Return the labels of the dataset in an array:

public labels() : array

Return a single label at the given row offset:

public label(int $offset) : mixed

Return the data type of the label:

public labelType() : DataType

echo $dataset->labelType();
continuous

Return all of the possible outcomes i.e. the unique labels in an array:

public possibleOutcomes() : array

var_dump($dataset->possibleOutcomes());
array(2) {
    [0]=> string(5) "female"
    [1]=> string(4) "male"
}

Stratification#

Group samples by their class label and return them in their own dataset:

public stratify() : array

$strata = $dataset->stratify();

Split the dataset into left and right subsets such that the proportions of class labels remain intact:

public stratifiedSplit($ratio = 0.5) : array

[$training, $testing] = $dataset->stratifiedSplit(0.8);

Return k equal size subsets of the dataset such that class proportions remain intact:

public stratifiedFold($k = 10) : array

$folds = $dataset->stratifiedFold(3);

Transform Labels#

Transform the labels in the dataset using a callback function and return self for method chaining:

public transformLabels(callable $fn) : self

Note

The callback function called for each individual label and should return the transformed label as a continuous or categorical value.

$dataset->transformLabels('intval');

$dataset->transformLabels('floatval');

$dataset->transformLabels(function ($label) {
    switch ($label) {
        case 0:
            return 'disagree';

        case 1:
            return 'neutral';

        case 2:
            return 'agree';

        default:
            return '?';
    }
});

$dataset->transformLabels(function ($label) {
    return $label > 0.5 ? 'yes' : 'no';
});

Filter#

Filter the dataset by label:

public filterByLabel(callable $fn) : self

Note

The callback function is given a label as its only argument and should return true if the row should be kept or false if the row should be filtered out of the result.

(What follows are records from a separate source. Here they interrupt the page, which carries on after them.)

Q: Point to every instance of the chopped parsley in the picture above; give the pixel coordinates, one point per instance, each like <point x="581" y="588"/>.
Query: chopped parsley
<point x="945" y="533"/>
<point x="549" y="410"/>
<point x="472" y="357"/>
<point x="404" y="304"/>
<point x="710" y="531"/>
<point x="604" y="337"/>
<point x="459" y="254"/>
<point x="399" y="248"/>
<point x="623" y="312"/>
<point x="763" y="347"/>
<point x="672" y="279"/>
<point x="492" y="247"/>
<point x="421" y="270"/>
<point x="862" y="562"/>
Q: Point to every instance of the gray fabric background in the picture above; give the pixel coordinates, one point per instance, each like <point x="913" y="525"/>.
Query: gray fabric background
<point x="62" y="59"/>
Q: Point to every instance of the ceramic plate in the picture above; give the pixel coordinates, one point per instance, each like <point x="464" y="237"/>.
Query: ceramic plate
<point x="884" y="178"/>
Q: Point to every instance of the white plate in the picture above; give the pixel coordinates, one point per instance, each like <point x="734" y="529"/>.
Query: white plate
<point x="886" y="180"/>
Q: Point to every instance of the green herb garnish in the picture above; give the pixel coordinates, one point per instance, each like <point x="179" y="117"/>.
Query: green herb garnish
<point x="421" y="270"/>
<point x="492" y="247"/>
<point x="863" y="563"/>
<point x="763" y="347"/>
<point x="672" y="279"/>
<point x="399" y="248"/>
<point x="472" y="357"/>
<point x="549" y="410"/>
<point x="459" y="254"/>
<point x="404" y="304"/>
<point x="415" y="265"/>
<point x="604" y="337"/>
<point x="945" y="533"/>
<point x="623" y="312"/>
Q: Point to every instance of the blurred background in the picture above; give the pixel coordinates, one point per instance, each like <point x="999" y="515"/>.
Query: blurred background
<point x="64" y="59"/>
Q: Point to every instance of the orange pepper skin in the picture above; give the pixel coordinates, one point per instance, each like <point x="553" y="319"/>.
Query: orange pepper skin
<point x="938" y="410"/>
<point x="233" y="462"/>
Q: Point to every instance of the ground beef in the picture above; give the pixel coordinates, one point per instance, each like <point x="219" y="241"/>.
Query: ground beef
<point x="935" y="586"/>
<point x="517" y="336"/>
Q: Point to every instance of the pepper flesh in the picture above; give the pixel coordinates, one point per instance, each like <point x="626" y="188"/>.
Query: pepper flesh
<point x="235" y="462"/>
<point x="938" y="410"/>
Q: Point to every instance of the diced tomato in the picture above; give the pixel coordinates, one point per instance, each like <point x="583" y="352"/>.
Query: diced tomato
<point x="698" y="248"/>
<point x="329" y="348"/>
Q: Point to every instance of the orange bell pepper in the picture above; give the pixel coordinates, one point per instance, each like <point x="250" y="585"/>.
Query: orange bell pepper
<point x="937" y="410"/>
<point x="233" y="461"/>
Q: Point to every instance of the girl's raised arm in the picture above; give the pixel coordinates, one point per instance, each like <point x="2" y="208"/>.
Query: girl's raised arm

$filtered = $dataset->filterByLabel(function ($label)) {
    return $label <= 10000;;
});

Sorting#

Sort the dataset by label and return self for method chaining:

public sortByLabel(bool $descending = false) : self

Describe by Label#

Describe the features of the dataset broken down by label:

public describeByLabel() : Report

echo $dataset->describeByLabel();
{
    "not monster": [
        {
            "type": "categorical",
            "num_categories": 2,
            "probabilities": {
                "friendly": 0.75,
                "loner": 0.25
            }
        },
        {
            "type": "continuous",
            "mean": 1.125,
            "variance": 12.776875,
            "std_dev": 3.574475485997911,
            "skewness": -1.0795676577113944,
            "kurtosis": -0.7175867765792474,
            "min": -5,
            "25%": 0.6999999999999993,
            "median": 2.75,
            "75%": 3.175,
            "max": 4
        }
    ],
    "monster": [
        {
            "type": "categorical",
            "num_categories": 2,
            "probabilities": {
                "loner": 0.5,
                "friendly": 0.5
            }
        },
        {
            "type": "continuous",
            "mean": -1.25,
            "variance": 0.0625,
            "std_dev": 0.25,
            "skewness": 0,
            "kurtosis": -2,
            "min": -1.5,
            "25%": -1.375,
            "median": -1.25,
            "75%": -1.125,
            "max": -1
        }
    ]
}

Describe the Labels#

Return an array of descriptive statistics about the labels in the dataset:

public describeLabels() : Report

echo $dataset->describeLabels();
{
    "type": "categorical",
    "num_categories": 2,
    "probabilities": {
        "not monster": 0.6666666666666666,
        "monster": 0.3333333333333333
    }
}

Last update: 2021-01-26